Vol écourté, mais concept validé
« Ce n’est pas un échec », insiste-t-il. « Le décollage s’est bien passé, et l’amerrissage s’est fait en toute sécurité. Cela montre que l’Air Scooter est prêt à affronter le monde réel. »
Franky Zapata n’en est pas à son coup d’essai. En 2019, il avait déjà traversé la Manche avec son Flyboard Air, une planche volante qui ressemblait à un engin de science-fiction. Mais cette machine, spectaculaire, était aussi difficile à piloter. Il reconnaît aujourd’hui qu’elle demandait beaucoup de technicité et n’était pas à la portée du grand public.
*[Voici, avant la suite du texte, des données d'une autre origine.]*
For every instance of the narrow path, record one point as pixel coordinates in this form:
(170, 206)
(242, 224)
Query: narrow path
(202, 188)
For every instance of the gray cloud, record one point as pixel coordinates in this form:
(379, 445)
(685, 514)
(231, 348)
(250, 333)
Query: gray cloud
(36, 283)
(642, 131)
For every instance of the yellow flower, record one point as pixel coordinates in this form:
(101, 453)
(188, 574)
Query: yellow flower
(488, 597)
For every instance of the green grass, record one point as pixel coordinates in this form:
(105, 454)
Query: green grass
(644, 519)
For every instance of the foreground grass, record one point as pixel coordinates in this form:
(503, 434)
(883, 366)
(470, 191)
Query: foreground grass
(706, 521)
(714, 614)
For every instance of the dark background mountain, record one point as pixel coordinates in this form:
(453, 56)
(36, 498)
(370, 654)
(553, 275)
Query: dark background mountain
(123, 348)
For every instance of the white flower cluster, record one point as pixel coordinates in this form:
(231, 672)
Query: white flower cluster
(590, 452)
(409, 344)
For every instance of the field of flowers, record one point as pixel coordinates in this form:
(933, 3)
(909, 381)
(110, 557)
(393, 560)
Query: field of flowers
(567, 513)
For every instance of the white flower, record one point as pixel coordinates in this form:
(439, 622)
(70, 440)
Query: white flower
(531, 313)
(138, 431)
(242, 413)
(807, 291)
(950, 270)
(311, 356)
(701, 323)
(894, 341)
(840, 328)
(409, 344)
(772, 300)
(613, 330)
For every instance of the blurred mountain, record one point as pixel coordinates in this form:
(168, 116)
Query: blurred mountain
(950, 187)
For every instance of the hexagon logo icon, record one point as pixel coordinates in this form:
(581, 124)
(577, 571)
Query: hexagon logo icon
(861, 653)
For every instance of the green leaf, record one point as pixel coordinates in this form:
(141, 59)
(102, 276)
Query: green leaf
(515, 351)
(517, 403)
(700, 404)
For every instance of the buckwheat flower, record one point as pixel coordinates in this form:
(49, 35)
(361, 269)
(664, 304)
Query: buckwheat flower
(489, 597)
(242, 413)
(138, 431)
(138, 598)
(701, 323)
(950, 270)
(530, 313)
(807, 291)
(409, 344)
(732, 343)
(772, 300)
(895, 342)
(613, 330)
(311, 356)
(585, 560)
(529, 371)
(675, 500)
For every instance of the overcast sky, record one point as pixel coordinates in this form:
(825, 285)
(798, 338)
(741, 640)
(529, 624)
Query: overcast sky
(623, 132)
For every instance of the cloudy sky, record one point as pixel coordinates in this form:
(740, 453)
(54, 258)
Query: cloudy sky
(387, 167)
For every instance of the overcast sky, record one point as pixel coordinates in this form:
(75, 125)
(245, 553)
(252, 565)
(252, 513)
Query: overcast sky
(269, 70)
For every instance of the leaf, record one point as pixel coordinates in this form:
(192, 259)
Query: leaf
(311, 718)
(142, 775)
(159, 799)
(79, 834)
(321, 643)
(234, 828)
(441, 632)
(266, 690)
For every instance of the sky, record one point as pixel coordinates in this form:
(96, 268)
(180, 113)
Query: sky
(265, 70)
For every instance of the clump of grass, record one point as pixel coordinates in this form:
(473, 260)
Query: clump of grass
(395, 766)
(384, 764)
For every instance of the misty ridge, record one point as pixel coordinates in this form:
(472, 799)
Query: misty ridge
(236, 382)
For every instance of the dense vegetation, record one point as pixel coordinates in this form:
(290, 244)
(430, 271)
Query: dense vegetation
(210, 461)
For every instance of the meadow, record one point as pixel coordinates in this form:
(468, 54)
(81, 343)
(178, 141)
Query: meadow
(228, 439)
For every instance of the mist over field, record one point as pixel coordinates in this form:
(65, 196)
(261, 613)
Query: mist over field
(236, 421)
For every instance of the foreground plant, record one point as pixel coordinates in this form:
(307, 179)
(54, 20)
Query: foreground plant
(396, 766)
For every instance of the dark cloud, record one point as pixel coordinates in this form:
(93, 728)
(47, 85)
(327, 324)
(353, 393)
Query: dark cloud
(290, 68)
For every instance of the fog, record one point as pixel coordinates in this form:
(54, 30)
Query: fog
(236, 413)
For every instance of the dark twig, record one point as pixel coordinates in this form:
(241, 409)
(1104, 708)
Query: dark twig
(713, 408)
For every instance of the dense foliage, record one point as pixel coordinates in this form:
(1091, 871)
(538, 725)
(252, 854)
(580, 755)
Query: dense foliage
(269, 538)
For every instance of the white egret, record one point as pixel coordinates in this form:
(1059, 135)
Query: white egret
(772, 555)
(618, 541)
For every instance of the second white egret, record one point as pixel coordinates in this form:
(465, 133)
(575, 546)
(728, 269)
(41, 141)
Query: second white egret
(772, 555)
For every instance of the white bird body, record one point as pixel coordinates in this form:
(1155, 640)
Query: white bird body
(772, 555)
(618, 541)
C’est tout l’inverse de l’Air Scooter, qui se veut accessible à tous. L’appareil décolle à la verticale, comme un hélicoptère, mais fonctionne de manière semi-autonome. « C’est un robot volant », décrit l’inventeur. « Quand vous êtes dedans, vous avez l’impression de piloter, mais en réalité c’est l’ordinateur de bord qui exécute les commandes. »
Le but est de simplifier au maximum l’expérience du vol personnel, avec une machine facile à prendre en main, beaucoup moins chère à produire et à apprendre que les avions ou hélicoptères traditionnels. « Devenir pilote coûte très cher. Nous, on veut démocratiser ce mode de transport », explique-t-il.
Aucune date de commercialisation n’a été annoncée pour l’instant, mais le message est clair : Franky Zapata et son équipe misent sur un futur où chacun pourra « voler chez un ami pour un barbecue ». Malgré cet amerrissage inattendu, ce rêve fou continue de prendre forme.